Is every bank too big to fail? ›

In short, for the RBI, irrespective of the size, every bank is reckoned as 'too big to fail', and this is the approach adopted every time the country faced a crisis.

What is too big to fail systemic risk? ›

“Too big to fail” describes a situation in which a business is so deeply ingrained in an economy that its failure would be disastrous to that economy. A systemically important financial institution (SIFI) is a firm that regulators feel would pose a serious risk to the economy if it were to collapse.

Who went to jail for the 2008 financial crisis? ›

Did Anyone Go to Jail for the 2008 Financial Crisis? Kareem Serageldin was the only banker in the United States who was sentenced to jail time for his role in the 2008 financial crisis. He was convicted of hiding losses by mismarking bond prices.

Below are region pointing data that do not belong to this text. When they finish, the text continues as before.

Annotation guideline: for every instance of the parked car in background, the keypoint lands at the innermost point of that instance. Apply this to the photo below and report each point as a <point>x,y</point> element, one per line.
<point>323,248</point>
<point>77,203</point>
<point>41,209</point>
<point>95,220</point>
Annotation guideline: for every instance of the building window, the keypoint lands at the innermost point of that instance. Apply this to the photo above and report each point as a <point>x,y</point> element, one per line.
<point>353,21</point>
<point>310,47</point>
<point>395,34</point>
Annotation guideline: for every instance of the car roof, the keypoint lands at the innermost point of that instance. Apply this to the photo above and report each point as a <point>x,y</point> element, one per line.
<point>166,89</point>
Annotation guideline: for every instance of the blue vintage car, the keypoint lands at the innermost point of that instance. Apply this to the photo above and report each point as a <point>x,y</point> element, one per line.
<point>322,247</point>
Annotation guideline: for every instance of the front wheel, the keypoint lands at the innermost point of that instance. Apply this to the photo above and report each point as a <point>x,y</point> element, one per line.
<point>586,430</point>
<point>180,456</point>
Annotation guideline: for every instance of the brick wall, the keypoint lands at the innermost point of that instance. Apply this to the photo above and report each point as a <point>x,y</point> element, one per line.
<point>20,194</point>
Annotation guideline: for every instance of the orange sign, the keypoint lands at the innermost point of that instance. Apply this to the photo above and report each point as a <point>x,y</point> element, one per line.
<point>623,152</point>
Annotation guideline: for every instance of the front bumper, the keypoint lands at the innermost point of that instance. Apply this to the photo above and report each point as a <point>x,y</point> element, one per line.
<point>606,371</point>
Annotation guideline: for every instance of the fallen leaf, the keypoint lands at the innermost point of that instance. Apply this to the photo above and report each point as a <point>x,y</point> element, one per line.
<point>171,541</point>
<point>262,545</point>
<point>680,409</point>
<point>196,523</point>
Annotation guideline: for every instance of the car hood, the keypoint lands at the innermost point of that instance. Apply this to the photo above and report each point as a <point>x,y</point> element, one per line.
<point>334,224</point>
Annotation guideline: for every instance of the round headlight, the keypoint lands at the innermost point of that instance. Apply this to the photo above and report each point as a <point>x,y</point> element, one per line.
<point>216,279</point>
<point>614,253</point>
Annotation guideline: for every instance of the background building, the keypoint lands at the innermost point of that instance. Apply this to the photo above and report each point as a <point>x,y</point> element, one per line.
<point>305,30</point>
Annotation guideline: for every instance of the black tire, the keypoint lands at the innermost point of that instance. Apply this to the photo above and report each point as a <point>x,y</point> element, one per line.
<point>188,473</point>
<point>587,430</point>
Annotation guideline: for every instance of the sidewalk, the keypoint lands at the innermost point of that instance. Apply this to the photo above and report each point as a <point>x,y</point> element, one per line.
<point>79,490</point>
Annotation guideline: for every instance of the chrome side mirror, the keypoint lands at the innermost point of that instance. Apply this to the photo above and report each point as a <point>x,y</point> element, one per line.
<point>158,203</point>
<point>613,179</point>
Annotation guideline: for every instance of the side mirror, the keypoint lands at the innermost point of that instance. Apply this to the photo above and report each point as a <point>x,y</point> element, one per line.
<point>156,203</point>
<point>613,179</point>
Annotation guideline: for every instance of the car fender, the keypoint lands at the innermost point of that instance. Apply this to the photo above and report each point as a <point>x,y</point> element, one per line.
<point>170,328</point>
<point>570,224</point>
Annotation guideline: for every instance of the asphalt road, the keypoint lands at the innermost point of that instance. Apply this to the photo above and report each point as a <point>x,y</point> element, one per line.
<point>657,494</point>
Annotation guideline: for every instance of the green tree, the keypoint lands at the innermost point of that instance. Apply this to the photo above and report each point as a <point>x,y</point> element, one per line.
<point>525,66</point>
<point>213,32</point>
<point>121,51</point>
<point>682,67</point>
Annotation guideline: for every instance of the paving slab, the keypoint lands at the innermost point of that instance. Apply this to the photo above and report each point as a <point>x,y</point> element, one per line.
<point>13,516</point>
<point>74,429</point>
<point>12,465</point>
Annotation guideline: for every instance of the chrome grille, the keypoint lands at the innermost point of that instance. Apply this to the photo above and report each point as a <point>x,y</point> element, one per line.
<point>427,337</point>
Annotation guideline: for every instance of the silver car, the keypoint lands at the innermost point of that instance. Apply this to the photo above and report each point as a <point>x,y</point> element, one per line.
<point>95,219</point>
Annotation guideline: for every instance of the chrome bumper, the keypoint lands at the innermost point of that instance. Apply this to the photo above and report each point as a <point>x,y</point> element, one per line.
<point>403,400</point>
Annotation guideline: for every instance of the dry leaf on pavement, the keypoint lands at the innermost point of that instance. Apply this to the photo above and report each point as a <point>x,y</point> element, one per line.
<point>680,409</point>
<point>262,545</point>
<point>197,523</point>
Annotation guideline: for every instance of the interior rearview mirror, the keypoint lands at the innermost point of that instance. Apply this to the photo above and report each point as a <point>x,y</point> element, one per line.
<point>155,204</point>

What is a famous quote about failure? ›

'Develop success from failures. Discouragement and failure are two of the surest stepping stones to success. ' - Dale Carnegie.

What is the only true failure quote? ›

The only real failure is the failure to try, and the measure of success is how we cope with disappointment.

Who said it is better to try and fail? ›

Quote by Nicole Krauss: “Better to try and fail than not to try at all”

What are examples with fail? ›

Examples of fail in a Sentence

Verb He failed in his first attempt but succeeded in his second attempt. His first company failed, but his second company succeeded. He felt that he had failed her when she needed him most. The government has failed the voters.

Is Amazon too big to fail? ›

Amazon CEO Jeff Bezos told employees, in response to a question at an all-hands meeting last week, that the company is not “too big to fail.” Bezos was asked a similar question at an internal meeting in March about Amazon's size and the potential for government regulation.